"30 Rock" has returned after a hiatus that went on entirely too long (eight months!), and something is remarkably different: Liz Lemon is happy and energized. Not only that, but nothing seems to faze her the way that it used to.
Some things don't change, however, such as Kenneth's blind adherence to foolish faiths that convince him the apocalypse is happening the next day. While the staff belittles and mocks his beliefs (rightfully so), Kenneth's "last day plans" are even more ridiculous – they all consist of chores that don't fall under his official job duties. The list includes “Fix that humming noise only I can hear” and “Organize snack table by food Jewishness.” Once these are completed, he'll be thrilled to see the world end, fully confident that he'll be greeted in heaven by 72 virgin… margaritas. With no salt.
Lemon, in her own euphoric state of weirdness, had a dose of advice for the gullible & irritatingly happy Jesus-child: “Work like you don’t need the money. Love like you’ve never been hurt. Dance like nobody’s watching. Enjoy these Satchel Paige brand tampons!” Yeah. Something is definitely up with Liz Lemon. But what is it?
Liz is completely unfazed, simply uninterested when Jack signs her up for Desperationships.com, even though her first match burned his groin off in an accident at his cake shop (a cat lady's dream come true!). And when Tracey threatens to change his name to the Gentleman Formerly Known as Rectum, she only chuckles. As a result, he sets out to get to the bottom of the issue when Lemon simply stops paying attention to his antics – something integral to his existence.
When the world didn’t end, a sympathetic Pete decided to take the disheartened Kenneth to see the ocean for the first time – while three of the other TGS writers (Toofer, Lutz & Frank) accompanied, dressed as Santa, Satan and black Jesus, respectively. The joke may be on the rest of us, however, as we've still got 11 months for this giant Titanic to crash and sink.

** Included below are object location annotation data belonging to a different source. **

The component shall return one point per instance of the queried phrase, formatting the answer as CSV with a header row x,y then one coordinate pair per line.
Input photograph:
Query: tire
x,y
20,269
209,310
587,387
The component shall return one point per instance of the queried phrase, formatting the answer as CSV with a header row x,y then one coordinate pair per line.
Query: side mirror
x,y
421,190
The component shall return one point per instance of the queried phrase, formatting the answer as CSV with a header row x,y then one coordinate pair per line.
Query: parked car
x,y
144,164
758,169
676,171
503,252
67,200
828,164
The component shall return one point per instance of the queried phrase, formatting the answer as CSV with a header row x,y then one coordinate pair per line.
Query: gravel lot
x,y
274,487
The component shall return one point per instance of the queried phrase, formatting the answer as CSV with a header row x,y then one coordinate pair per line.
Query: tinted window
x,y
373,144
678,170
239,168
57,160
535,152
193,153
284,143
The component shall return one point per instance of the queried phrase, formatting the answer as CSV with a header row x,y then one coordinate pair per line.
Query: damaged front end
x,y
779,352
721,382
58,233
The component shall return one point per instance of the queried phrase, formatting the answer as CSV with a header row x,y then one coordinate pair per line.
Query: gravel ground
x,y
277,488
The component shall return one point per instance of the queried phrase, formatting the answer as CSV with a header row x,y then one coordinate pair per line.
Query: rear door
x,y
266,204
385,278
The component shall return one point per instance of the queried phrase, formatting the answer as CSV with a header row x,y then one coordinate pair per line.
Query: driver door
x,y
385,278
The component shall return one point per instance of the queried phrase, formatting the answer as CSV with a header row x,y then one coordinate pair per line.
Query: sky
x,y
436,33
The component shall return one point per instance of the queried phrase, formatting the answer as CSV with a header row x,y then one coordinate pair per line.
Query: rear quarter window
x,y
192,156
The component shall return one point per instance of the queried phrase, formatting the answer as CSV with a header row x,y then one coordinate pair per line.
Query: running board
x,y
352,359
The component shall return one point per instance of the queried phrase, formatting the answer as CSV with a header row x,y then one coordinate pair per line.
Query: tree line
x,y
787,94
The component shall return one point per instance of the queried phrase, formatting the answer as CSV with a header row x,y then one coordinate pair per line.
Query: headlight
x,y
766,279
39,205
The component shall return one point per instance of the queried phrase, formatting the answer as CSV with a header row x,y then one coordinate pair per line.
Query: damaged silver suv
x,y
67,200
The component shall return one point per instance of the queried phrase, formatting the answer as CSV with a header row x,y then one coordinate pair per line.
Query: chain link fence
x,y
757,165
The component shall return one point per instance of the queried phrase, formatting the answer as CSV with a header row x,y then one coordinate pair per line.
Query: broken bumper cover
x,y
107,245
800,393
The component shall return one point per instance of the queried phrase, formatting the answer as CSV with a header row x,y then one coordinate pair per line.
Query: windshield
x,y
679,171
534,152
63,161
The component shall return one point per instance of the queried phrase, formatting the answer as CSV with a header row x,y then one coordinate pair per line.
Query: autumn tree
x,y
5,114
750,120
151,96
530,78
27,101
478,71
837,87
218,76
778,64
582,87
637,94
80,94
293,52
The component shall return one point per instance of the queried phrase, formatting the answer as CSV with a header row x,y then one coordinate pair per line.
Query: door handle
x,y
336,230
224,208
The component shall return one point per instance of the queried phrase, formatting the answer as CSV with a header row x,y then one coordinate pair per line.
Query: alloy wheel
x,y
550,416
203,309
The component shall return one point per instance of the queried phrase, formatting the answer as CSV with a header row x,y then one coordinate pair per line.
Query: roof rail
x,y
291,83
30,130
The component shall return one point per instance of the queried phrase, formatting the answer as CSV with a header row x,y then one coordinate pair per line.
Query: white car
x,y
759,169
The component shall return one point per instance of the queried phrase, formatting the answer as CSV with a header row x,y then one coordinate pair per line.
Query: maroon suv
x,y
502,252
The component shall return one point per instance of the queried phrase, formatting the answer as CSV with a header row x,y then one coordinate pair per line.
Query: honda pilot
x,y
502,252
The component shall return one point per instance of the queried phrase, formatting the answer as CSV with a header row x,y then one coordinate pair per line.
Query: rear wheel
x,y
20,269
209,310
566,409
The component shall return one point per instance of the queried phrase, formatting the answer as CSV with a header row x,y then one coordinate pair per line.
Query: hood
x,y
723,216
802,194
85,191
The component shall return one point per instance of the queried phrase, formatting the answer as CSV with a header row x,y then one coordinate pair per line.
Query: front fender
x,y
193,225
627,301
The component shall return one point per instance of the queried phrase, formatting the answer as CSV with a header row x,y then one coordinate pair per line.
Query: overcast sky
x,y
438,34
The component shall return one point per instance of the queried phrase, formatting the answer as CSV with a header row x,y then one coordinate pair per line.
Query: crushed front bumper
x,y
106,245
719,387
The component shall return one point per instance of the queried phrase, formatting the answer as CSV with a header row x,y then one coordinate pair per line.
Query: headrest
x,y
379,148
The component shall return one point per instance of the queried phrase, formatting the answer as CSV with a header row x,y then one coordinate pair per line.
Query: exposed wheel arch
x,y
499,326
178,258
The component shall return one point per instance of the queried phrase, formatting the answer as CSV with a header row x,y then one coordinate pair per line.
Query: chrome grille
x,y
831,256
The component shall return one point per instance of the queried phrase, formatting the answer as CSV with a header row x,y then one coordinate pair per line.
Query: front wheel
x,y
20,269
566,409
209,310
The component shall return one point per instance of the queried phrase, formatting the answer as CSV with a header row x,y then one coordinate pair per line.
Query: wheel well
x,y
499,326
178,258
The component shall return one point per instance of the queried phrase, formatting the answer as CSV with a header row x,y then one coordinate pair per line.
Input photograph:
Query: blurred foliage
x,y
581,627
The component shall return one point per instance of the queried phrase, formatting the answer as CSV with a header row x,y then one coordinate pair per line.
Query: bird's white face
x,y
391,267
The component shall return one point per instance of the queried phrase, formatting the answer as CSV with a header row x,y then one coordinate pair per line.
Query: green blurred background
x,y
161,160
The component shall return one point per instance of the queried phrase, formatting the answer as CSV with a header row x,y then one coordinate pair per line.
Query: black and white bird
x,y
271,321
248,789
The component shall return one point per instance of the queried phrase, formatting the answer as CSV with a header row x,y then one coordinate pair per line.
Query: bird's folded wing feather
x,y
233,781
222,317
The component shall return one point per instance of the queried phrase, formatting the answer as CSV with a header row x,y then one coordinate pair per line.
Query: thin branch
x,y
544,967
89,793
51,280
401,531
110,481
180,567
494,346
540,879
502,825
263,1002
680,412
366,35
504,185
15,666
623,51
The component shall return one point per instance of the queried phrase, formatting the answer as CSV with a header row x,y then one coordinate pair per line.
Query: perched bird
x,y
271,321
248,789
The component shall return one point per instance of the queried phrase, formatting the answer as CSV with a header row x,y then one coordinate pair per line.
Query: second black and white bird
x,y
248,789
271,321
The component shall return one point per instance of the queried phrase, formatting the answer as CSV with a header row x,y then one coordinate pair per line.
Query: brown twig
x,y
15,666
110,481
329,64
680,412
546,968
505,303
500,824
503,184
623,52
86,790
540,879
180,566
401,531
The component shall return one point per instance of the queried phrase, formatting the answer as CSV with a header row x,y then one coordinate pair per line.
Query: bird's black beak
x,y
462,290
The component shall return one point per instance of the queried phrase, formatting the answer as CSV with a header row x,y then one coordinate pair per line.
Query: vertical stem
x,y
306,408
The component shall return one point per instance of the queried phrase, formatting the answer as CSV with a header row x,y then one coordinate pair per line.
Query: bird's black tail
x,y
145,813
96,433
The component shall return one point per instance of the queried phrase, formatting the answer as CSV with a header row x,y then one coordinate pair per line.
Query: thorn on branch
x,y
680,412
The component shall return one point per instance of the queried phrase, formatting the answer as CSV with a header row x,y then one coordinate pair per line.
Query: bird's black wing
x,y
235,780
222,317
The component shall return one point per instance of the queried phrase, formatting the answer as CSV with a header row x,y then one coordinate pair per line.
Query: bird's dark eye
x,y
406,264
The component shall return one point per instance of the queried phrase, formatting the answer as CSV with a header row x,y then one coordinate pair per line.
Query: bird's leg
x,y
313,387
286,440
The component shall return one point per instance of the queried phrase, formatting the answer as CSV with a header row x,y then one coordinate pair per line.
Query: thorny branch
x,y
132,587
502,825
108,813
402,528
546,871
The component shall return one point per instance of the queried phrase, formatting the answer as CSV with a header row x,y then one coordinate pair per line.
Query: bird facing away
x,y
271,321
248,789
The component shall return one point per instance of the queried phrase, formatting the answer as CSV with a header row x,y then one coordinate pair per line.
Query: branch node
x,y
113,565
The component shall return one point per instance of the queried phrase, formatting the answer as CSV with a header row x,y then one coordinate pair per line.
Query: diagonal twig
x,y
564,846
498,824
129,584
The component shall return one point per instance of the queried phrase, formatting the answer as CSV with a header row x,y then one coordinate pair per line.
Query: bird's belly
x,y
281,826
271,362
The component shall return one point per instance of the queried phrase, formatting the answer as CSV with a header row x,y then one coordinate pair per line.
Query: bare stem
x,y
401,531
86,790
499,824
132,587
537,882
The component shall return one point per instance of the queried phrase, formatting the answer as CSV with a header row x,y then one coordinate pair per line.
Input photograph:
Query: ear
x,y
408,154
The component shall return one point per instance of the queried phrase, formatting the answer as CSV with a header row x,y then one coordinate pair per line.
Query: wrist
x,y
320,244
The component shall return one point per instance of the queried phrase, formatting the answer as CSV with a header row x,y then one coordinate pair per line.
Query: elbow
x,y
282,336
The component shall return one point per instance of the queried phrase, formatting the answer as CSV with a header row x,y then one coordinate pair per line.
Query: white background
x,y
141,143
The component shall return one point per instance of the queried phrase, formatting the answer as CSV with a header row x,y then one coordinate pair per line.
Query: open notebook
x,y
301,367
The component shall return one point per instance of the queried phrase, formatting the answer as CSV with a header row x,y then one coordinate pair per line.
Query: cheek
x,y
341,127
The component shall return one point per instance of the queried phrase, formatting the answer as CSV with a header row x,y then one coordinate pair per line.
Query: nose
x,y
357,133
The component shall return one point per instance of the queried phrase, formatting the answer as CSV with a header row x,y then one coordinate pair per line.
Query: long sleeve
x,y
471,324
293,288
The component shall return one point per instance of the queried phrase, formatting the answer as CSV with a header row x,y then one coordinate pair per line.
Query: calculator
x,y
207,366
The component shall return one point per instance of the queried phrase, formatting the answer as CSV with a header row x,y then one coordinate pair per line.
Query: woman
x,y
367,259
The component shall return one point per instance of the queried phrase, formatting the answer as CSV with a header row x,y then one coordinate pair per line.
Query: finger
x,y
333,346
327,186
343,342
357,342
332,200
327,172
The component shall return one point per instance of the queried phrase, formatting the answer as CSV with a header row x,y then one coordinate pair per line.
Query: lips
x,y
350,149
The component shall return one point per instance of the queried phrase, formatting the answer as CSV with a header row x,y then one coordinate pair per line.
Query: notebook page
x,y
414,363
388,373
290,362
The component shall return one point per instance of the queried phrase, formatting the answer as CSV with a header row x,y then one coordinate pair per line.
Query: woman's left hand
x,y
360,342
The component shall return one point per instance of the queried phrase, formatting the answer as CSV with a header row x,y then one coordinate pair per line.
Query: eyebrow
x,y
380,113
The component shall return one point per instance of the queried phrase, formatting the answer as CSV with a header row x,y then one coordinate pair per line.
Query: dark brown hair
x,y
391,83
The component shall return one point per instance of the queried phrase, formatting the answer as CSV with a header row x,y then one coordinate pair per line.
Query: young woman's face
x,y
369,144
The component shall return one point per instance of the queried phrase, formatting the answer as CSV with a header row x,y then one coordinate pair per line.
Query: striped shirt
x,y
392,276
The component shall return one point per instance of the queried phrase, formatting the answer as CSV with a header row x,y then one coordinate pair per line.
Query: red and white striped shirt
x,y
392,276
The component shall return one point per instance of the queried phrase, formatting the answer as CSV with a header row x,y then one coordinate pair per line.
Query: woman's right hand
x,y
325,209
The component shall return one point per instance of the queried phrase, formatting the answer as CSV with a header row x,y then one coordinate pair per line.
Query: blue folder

Meanwhile, Jenna has found tremendous success as the cruel judge of a new kid's singing reality show. She makes Simon Cowell look like a fawning compliment-aholic with torturous cut-downs of toddlers singing for the spotlight, and ratings are astronomically high. Jack, however, is having a crisis of conscience, brought on by witnessing Jenna excoriate a cute little girl with the same name as his daughter. He insists that she change her approach, which results in painfully inauthentic and complimentary assessments.
Yes, this is the same ruthless Jack Donaghy whose Gordon Gecko-style lack of sympathy is downright sociopathic. A heart-to-heart discussion with little Libby – with some very selective and convenient baby-talk interpretation – reinforces his greed-based decision making process, and he determines that the show must continue unchanged.
Tracey's Lemon investigation takes him to the streets of New York, where he spies what appears to be a drug deal go down between her and a homeless man. This is far less shocking than when we find out the two real reason's she's happy: first, she's become one of the WNBA half-time dancers, a collection of old ladies dressed embarrassingly doing calisthenics under the moniker WNBA’s Timeless Torches. Secondly, she's found a man.
While dealing with the impact of what he'd just seen at Madison Square Garden, Jack is equally floored to realize that the other reason why Liz is so happy is that she's seeing someone. We don't see his face, but James Marsden is the actor. As long as his character isn't named Carol, I think we're going to enjoy the way this unfolds.
A stellar return for "30 Rock" shows a few characters getting what they want for once – a pleasant turn for the always-maligned Liz, at the very least. The triple-plot format allowed for enough variety in story to remain fresh without relying on bit-part players to fill time, and each plotline was compelling – and funny – enough on its own to maintain our interest. A solid showing, and a great way to bring viewers back into the fold.